Bengal Arts Programme’s Education wing is designed to expand the periphery of mainstream pedagogy, by seeking to blur and overlap ideas of traditional and contemporary art practices. It has helped develop critical social-cultural-historical dialogues in different paradigms.
Art Writing Workshop by Mustafa Zaman
The Art Writing Workshop was designed as a critical thinking platform for newspaper reporters, journalists, researchers and writers where they would be free to exchange ideas, write on topics of their choice, analyse examples of local and international art writing and review each other’s’ works. The workshop provided a theoretical perspective of art writing to media journalists to deepen their understanding of the field.
The workshop was conducted by Mustafa Zaman, artist, writer and critic.
Workshop on Monoprint for School Students
Bengal Practice Studio organised a three days long monoprint workshop called ‘Out of the school and into the art studio’, jointly with the local school Aronee. The workshop opened up a new vista for the students by teaching them how to produce monoprint artworks.

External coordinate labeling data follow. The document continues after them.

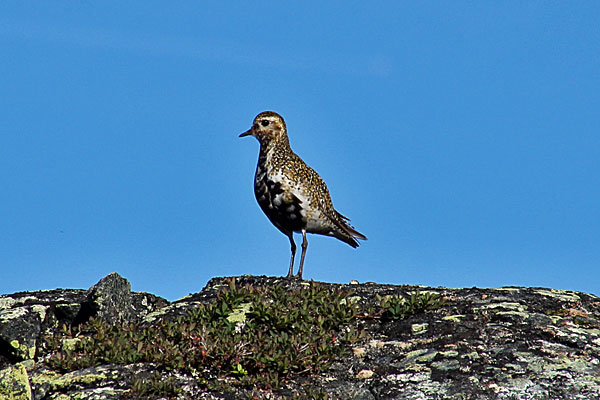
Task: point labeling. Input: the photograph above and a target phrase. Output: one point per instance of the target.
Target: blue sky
(463, 138)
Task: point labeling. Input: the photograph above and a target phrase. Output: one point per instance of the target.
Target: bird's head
(268, 126)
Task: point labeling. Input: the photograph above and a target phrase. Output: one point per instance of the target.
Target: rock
(507, 343)
(24, 317)
(14, 383)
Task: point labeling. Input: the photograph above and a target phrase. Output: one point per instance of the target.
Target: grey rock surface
(507, 343)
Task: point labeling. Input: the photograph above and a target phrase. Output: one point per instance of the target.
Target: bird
(291, 194)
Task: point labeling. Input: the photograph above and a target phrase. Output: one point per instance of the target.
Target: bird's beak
(248, 132)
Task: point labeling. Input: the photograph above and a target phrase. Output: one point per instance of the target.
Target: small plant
(397, 307)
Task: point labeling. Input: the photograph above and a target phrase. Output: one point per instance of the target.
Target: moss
(14, 383)
(23, 350)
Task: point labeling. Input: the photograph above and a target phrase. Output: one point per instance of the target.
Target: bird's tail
(347, 234)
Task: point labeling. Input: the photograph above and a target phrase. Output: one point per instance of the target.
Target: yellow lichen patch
(560, 294)
(73, 378)
(453, 318)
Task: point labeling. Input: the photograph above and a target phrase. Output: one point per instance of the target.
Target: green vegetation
(396, 307)
(250, 337)
(257, 335)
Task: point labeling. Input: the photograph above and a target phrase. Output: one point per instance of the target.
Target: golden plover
(292, 194)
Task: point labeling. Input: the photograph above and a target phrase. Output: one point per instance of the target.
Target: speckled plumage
(290, 193)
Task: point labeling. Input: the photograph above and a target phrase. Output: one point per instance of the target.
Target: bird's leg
(304, 247)
(291, 271)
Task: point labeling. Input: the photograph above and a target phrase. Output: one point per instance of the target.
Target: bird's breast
(278, 201)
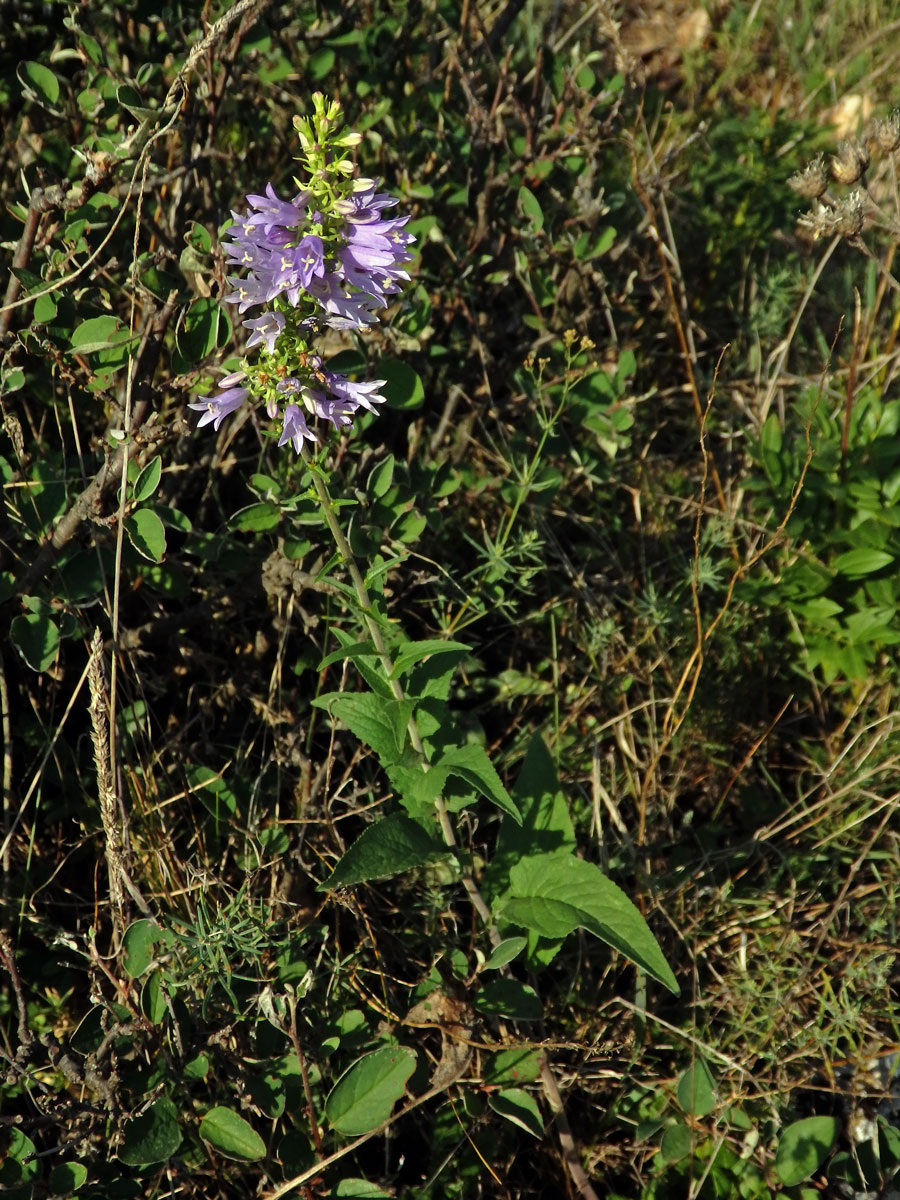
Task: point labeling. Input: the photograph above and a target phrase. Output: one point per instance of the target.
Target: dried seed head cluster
(811, 181)
(846, 216)
(883, 137)
(844, 219)
(851, 162)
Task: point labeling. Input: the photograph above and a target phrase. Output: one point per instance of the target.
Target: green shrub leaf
(147, 533)
(391, 845)
(153, 1137)
(364, 1096)
(36, 637)
(696, 1090)
(804, 1146)
(233, 1137)
(519, 1107)
(553, 894)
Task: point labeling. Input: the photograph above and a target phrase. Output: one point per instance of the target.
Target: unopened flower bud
(849, 165)
(811, 181)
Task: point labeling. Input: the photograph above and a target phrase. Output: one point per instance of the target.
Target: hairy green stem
(375, 631)
(551, 1087)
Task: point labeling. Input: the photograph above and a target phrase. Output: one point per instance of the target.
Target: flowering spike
(327, 257)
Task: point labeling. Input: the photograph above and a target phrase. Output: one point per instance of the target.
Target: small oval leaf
(148, 480)
(39, 82)
(153, 1137)
(696, 1090)
(147, 534)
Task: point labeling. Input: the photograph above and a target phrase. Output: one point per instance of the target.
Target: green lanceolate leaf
(545, 828)
(139, 946)
(414, 652)
(391, 845)
(471, 763)
(804, 1146)
(364, 1096)
(379, 723)
(555, 894)
(232, 1135)
(148, 480)
(510, 999)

The workshop was conducted principally by artists Mahmuda Siddika and Farzana Ahmed Urmi.
Cross Dialogues is designed to help spark critical trans-disciplinary conversations.

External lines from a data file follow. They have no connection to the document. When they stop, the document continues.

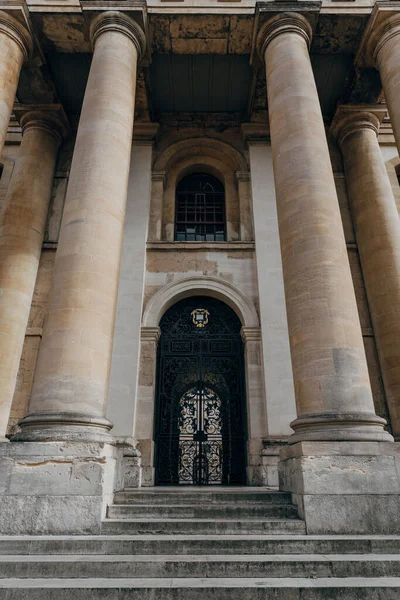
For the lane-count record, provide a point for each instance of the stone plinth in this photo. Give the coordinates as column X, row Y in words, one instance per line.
column 333, row 393
column 71, row 381
column 56, row 487
column 344, row 487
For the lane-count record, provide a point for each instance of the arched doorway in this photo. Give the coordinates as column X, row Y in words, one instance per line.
column 200, row 429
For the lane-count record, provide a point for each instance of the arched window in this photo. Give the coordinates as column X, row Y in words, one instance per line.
column 200, row 209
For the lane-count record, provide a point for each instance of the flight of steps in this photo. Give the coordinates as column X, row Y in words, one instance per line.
column 200, row 544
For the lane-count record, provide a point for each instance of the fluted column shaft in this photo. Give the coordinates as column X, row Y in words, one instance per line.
column 333, row 394
column 15, row 48
column 377, row 227
column 71, row 381
column 22, row 225
column 384, row 46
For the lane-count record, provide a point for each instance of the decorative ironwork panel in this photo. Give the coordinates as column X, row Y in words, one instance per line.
column 200, row 420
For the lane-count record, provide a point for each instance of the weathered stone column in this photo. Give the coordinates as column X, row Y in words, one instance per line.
column 333, row 393
column 377, row 227
column 70, row 388
column 22, row 224
column 384, row 48
column 15, row 48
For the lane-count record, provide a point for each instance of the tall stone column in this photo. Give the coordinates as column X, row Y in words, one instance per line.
column 22, row 225
column 377, row 227
column 333, row 394
column 383, row 47
column 15, row 48
column 70, row 389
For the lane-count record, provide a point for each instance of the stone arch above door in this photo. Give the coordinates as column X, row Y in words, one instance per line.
column 206, row 286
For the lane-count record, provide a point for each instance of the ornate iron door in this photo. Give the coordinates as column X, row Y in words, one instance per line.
column 200, row 419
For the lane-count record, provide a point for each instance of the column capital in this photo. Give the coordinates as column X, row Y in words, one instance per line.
column 351, row 118
column 381, row 32
column 287, row 22
column 50, row 117
column 17, row 32
column 113, row 20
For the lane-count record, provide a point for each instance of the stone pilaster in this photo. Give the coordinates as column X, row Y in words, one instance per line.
column 69, row 394
column 22, row 225
column 144, row 421
column 255, row 395
column 156, row 205
column 246, row 213
column 15, row 49
column 383, row 48
column 377, row 228
column 333, row 394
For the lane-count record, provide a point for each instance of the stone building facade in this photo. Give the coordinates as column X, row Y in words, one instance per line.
column 105, row 108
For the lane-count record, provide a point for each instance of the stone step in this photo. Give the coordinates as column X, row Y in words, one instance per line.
column 200, row 511
column 201, row 496
column 197, row 544
column 194, row 566
column 203, row 526
column 348, row 588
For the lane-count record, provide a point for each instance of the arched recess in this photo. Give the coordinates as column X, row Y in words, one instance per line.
column 251, row 335
column 200, row 286
column 199, row 155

Film screening শুনতে কি পাও – Are You Listening!
শুনতে কি পাও (Are You Listening) is an international award winning docu-fiction film. It depicts the inner struggle of people in the coastal regions through the personal story of Soumen and Rakhi. The film was written and directed by Kamar Ahmad Simon and produced by Sara Afreen. The screening was followed by a cross dialogue between the director and the audience.
The residency programme is open to artists, curators and researchers who are developing art projects with connections to/ interests in Bangladesh and South Asia. It proposes 4 to 6 week long residencies which are specifically designed to cater to the needs of each project so as to make a significant contribution to their successful completion.
British clay artist Richard Crooks is interested in the re-interpretation of global architectural trends in vernacular architecture. During his residency with Bengal Arts Programme, he observed trends in the various architectural styles displayed in recent residential constructions in Dhaka to inform a new body of work.
The outcome of Richad Crook’s residency in Bangladesh was subsequently exhibited at the solo show ‘Impressions from a Journey’ held in September 2017 at the Pound Arts Centre in Corsham (UK), an Arts Council funded gallery.
Zeenat Nagree is an independent art critic and researcher based in Mumbai, India. Nagree completed a Master’s in Art History, Theory and Criticism from the School of the Art Institute of Chicago in 2016 with a focus on indigenism and internationalism in writing on Indian art. She has worked as Art Editor for Time Out Mumbai and Text Editor for Art India.
During her stay, Zeenat Nagree’s research was on performance art in Bangladesh and produced an article titled To Preserve and Protest. The article was later published in Artforum.